Some westbound whiskey might have started out as quality bourbon or rye, but en route to the saloons middleman “rectifiers” often mixed it with water or grain neutral spirits to inflate the supply and boost profits. Lack of oversight often tipped the scales in favor of corner cutters. Lax trademark enforcement allowed them to steal label designs such as Old Taylor Bourbon to move a product actually distilled from a low-grade variety of molasses called “blackstrap,” dressed up with adulterants like burnt sugar, glycerin, prune juice or various acids.

An 1880s ad (see above) for rectified whiskies produced by Chicago’s A. Bauer & Co. offers a less savory alternative to the romantic West depicted in Leutze’s painting. It features a cowboy, a Chinese man and an American Indian playing poker atop a blanket. The Chinese man has just claimed the pot with three aces, but the cowboy moves to take the loot at gunpoint, while the Indian makes a grab for the distracted cowboy’s whiskey. In the background is Sam Toughnut’s saloon, which hangs out shingles for several of Bauer’s whiskies.

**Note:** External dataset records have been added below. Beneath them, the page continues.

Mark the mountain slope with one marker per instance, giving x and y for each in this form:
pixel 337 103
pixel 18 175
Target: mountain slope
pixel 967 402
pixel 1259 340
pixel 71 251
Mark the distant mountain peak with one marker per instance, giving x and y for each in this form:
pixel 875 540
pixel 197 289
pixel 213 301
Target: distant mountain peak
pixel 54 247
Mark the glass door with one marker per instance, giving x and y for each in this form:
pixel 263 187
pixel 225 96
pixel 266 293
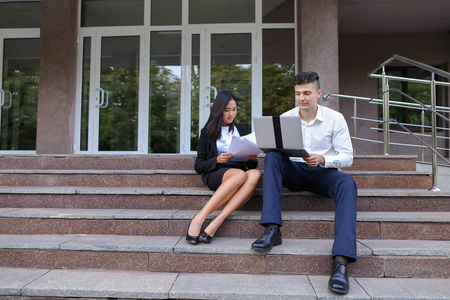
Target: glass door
pixel 19 86
pixel 110 94
pixel 226 65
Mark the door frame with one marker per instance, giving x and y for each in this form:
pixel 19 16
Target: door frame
pixel 205 32
pixel 96 35
pixel 15 33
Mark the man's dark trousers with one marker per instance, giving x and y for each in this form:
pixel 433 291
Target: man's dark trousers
pixel 296 176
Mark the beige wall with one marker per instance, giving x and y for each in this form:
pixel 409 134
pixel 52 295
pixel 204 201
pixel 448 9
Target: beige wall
pixel 358 55
pixel 56 107
pixel 318 44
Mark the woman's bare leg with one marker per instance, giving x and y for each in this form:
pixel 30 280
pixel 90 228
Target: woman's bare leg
pixel 244 194
pixel 232 180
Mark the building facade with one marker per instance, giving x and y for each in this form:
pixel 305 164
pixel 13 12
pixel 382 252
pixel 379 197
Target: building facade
pixel 138 76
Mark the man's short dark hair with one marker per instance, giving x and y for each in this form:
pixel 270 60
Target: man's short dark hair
pixel 307 77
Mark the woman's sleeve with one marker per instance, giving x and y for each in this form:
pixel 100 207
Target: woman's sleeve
pixel 204 164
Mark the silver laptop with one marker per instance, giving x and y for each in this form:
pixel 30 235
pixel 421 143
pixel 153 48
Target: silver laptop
pixel 282 134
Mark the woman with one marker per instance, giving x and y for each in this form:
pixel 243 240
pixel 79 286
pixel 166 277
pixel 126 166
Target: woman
pixel 233 181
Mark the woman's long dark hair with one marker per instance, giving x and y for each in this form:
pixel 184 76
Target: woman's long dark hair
pixel 214 124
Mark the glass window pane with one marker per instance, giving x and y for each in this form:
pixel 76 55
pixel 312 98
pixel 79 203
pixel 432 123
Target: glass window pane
pixel 165 91
pixel 195 91
pixel 231 69
pixel 112 13
pixel 278 71
pixel 166 12
pixel 21 85
pixel 221 11
pixel 20 15
pixel 119 79
pixel 86 76
pixel 278 11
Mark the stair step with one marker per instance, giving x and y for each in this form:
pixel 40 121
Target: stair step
pixel 376 258
pixel 245 224
pixel 106 284
pixel 183 178
pixel 173 162
pixel 195 198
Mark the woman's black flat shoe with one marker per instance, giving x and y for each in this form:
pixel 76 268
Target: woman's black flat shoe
pixel 205 237
pixel 194 240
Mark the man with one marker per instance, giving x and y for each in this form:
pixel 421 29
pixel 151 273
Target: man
pixel 326 138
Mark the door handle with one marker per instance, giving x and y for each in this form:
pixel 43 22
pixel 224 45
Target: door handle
pixel 2 98
pixel 104 101
pixel 10 99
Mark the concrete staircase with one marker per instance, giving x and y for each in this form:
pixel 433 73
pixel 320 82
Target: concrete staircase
pixel 114 226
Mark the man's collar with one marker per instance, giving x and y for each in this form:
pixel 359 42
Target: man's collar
pixel 319 114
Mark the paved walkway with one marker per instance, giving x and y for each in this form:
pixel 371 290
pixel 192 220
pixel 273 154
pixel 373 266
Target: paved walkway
pixel 152 285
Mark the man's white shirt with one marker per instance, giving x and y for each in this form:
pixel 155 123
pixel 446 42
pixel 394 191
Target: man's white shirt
pixel 327 135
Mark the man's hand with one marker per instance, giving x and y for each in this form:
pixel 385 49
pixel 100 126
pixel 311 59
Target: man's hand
pixel 253 157
pixel 314 160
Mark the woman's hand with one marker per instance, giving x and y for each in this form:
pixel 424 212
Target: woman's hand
pixel 253 157
pixel 224 157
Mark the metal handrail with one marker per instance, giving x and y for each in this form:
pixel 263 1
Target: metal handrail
pixel 385 102
pixel 412 63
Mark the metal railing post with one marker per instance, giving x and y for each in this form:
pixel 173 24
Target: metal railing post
pixel 385 87
pixel 434 134
pixel 422 131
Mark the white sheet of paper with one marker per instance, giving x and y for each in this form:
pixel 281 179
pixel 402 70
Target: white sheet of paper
pixel 243 146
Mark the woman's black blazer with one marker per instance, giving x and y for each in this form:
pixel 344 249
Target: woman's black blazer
pixel 206 161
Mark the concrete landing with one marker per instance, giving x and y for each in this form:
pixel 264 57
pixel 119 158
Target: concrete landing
pixel 45 283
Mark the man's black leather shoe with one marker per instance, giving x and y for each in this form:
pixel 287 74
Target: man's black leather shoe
pixel 339 279
pixel 270 238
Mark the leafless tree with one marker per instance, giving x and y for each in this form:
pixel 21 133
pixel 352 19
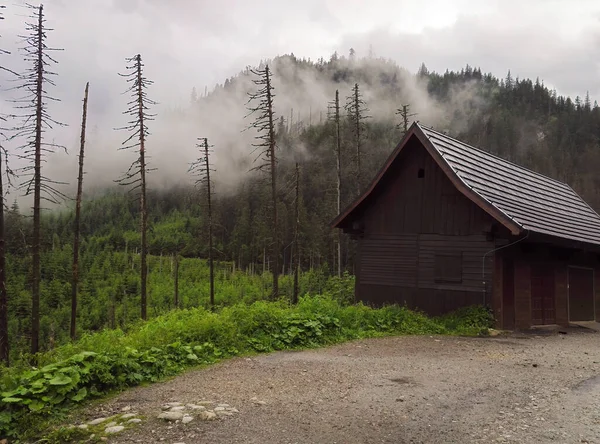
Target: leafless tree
pixel 32 108
pixel 357 114
pixel 4 170
pixel 260 104
pixel 405 114
pixel 202 169
pixel 336 118
pixel 139 111
pixel 296 260
pixel 75 275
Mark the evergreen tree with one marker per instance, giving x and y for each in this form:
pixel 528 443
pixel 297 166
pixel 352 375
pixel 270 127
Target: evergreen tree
pixel 266 159
pixel 138 109
pixel 77 224
pixel 36 120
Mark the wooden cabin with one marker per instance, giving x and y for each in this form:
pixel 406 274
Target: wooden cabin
pixel 445 225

In 1897 whiskey businessmen such as Edmund Haynes Taylor Jr. and George Garvin Brown urged Congress to pass the Bottled-in-Bond Act, making the federal government the guarantor of a whiskey’s quality. Affixed to the product, the Bottled in Bond stamp assured consumers the spirit originated with the maker on the label, was made all at one distillery and was aged four years or longer in a warehouse supervised by federal officials. In 1906 Roosevelt signed the Pure Food and Drug Act, which further enforced proper labeling, and in 1909 President William Howard Taft clarified the rules regarding whiskey, putting in place many of the standards that remain today. In the end it took an unlikely coalition of scientists in white lab coats, litigious capitalists and, yes, reform-minded bureaucrats to transform American whiskey into a world-class sip.